More than 30 years after the fall of the murderous Khmer Rouge regime, and 13 years since a UN intervention pronounced a successful election in Cambodia, the country lags behind all its counterparts in the Association of Southeast Asian Nations except for Myanmar and Laos. While richer neighbors are building high-technology urban railways, Sun is hoping for a few bridges and wider roads.

In a sign of what might be called progress, road accidents have now displaced land mines as the No. 2 cause of death, after AIDS.

A key bridge is planned at Neak Luong, on Route 1, about a third of the way from Phnom Penh to Ho Chi Minh City. Only a ferry crosses the Mekong here, and only in daytime, causing backlogs of traffic and severely limiting trade with thriving southern Vietnam.

The Japan International Cooperation Agency has completed a feasibility study, and everyone expects Japan to build the bridge – but an official decision whether to go ahead or not can still take a few months.

Also, Sun said, the roads need to be upgraded, as some were built in the 1960s, and some are only six or seven meters, or 20 to 23 feet, wide. “Now we enlarge to 11 meters wide, and we upgrade to gravel or asphalt,” he said.
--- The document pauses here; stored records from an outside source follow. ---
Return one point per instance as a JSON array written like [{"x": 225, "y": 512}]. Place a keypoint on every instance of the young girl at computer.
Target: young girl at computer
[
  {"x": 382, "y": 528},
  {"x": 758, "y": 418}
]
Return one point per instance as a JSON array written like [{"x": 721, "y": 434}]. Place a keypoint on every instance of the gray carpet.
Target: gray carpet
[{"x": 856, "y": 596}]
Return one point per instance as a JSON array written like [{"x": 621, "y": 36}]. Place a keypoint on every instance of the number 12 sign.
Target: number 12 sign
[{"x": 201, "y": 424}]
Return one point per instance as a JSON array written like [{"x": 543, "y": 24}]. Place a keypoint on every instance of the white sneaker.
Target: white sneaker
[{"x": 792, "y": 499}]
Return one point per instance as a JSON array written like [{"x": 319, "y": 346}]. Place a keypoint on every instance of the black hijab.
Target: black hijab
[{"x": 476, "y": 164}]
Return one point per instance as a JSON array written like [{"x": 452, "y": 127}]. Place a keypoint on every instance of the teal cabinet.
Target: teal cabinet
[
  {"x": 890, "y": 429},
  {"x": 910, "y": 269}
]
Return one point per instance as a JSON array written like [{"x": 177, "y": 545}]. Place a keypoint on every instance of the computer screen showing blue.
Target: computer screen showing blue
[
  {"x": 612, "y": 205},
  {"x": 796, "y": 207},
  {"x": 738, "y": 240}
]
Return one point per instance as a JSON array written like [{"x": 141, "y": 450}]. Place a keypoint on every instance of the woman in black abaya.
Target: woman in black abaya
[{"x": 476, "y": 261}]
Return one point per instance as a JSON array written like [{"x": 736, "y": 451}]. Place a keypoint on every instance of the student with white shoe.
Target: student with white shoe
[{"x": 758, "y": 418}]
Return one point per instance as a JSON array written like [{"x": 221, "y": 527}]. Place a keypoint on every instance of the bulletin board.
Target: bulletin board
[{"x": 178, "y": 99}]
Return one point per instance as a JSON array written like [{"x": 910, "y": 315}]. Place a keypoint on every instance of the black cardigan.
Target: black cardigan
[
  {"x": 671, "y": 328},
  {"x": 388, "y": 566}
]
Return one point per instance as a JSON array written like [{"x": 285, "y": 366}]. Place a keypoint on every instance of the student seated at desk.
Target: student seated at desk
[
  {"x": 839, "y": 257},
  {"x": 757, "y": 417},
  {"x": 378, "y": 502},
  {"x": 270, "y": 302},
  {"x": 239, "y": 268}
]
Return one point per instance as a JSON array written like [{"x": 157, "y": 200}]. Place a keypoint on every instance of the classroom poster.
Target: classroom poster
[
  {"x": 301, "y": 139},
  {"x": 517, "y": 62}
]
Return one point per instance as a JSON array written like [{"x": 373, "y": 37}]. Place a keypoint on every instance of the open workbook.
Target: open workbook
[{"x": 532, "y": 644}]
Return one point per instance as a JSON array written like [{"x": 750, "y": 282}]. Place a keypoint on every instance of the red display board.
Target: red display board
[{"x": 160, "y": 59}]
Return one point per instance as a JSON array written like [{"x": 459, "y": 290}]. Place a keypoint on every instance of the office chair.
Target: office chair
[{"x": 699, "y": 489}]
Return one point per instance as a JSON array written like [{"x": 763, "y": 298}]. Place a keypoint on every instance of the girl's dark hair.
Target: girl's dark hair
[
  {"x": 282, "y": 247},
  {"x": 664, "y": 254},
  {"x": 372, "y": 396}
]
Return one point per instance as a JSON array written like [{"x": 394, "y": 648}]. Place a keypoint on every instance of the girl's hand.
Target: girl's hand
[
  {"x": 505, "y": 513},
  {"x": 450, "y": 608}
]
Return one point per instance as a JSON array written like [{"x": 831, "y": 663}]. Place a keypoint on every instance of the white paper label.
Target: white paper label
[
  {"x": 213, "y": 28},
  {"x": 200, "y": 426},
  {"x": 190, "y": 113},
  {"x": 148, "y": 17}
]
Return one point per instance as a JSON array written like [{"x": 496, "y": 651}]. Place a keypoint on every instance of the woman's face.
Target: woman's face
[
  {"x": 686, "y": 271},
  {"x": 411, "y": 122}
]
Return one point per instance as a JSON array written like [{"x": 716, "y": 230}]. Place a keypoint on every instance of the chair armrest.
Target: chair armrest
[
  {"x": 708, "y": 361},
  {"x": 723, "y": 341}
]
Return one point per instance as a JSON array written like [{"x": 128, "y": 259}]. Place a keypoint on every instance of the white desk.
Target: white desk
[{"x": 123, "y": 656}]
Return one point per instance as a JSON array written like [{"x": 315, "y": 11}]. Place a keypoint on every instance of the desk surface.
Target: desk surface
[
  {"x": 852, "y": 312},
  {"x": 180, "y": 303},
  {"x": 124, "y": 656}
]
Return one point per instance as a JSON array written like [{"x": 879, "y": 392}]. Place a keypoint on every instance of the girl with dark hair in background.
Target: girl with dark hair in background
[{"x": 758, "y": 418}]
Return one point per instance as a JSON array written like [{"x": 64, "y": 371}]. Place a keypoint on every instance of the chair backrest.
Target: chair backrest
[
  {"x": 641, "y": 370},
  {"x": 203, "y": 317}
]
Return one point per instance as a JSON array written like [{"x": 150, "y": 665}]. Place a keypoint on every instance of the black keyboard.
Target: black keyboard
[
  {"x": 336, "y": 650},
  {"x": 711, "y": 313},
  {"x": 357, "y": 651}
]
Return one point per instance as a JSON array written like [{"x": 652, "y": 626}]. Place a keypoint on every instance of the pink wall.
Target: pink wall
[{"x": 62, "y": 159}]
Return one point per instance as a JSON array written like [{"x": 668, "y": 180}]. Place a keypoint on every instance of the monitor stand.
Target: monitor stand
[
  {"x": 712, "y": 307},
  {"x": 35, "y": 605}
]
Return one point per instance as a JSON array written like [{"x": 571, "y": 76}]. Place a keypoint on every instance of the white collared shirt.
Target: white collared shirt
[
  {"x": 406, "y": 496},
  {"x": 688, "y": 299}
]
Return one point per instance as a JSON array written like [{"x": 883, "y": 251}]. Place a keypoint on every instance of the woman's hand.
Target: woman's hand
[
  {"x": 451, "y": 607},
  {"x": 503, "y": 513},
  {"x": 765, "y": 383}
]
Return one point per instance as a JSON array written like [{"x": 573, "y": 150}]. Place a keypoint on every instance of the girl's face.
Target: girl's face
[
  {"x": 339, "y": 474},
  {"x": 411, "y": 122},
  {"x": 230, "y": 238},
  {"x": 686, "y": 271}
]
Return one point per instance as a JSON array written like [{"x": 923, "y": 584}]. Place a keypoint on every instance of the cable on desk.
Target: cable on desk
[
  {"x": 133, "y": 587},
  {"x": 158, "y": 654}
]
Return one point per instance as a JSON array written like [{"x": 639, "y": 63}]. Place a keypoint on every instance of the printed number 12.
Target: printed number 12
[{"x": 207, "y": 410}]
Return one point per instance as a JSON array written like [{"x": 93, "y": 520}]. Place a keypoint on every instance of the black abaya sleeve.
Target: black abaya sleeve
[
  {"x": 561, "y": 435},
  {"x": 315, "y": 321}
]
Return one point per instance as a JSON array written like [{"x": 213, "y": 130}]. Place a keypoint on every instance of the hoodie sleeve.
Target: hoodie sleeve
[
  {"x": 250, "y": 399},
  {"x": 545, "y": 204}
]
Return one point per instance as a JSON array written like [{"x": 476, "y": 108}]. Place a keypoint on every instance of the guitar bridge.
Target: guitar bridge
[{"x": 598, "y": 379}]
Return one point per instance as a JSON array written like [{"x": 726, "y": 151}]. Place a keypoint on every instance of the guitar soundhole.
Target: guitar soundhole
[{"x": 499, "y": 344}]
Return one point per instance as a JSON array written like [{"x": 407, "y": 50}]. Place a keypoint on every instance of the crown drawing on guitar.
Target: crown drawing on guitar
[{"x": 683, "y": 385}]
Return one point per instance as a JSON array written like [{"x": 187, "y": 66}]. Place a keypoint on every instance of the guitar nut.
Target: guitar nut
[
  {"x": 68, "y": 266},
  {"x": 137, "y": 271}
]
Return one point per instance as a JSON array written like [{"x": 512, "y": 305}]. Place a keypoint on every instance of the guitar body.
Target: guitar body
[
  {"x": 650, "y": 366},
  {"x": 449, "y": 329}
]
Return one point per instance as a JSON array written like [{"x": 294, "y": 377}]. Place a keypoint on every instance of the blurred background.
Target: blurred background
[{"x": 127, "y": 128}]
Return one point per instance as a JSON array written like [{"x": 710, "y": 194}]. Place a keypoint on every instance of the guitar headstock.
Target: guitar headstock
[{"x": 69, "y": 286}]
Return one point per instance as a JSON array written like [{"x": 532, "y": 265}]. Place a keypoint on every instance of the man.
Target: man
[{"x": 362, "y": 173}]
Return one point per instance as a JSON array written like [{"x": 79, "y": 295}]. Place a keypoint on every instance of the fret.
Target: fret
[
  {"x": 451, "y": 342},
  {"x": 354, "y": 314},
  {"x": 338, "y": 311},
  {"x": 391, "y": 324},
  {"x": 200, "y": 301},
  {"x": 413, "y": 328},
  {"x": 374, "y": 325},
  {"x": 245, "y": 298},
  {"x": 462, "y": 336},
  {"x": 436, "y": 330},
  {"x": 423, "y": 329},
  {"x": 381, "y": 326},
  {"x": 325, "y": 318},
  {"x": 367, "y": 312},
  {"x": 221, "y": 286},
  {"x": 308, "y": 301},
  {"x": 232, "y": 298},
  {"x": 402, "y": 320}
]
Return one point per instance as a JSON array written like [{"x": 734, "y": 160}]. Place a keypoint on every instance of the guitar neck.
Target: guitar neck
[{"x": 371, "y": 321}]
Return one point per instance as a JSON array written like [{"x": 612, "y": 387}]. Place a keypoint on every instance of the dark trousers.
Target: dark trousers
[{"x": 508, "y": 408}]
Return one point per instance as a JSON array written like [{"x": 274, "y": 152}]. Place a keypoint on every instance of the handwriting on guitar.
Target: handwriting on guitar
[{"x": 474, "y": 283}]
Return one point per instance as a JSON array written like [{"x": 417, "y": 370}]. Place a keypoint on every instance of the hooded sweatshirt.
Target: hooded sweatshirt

Heading north toward Laos and then to China is Route 7 through Stoeng Treng Province, across the Sekong River where it joins the Mekong.

Unsurprisingly, the Chinese have revamped that road and are building the crucial bridge, “probably one of the longest bridges in Cambodia also, around 1,057 meters,” Sun said.

He is a firm supporter of Chinese road-building for its quality and speed and says Route 7 could be finished a year ahead of schedule. When it is done, he wants the Chinese to build eastward to link with roads to Vietnam.

Meanwhile, a soft loan with generous financing conditions from South Korea is helping to fix Route 3, from Kampot to Sihanoukville in the south, while another soft loan from Thailand is fixing up Route 48, through Koh Kong Province in the south and on to Route 4 to Sihanoukville.

The railway’s missing link, a 50-kilometer, or 30-mile, stretch from Sisophon to Poipet near the Thai border town of Aranyaprathet, is a key task for Sun this year. Track for this part will be donated by Malaysia.

“That track is likely to be shipped to us in the second quarter,” he said, “so we have the track, but we don’t have the money to install, to buy the sleeper, to buy signal links and so on to get this connected. But we are determined, determined, to get the funding to start the reconstruction of that missing link this year.”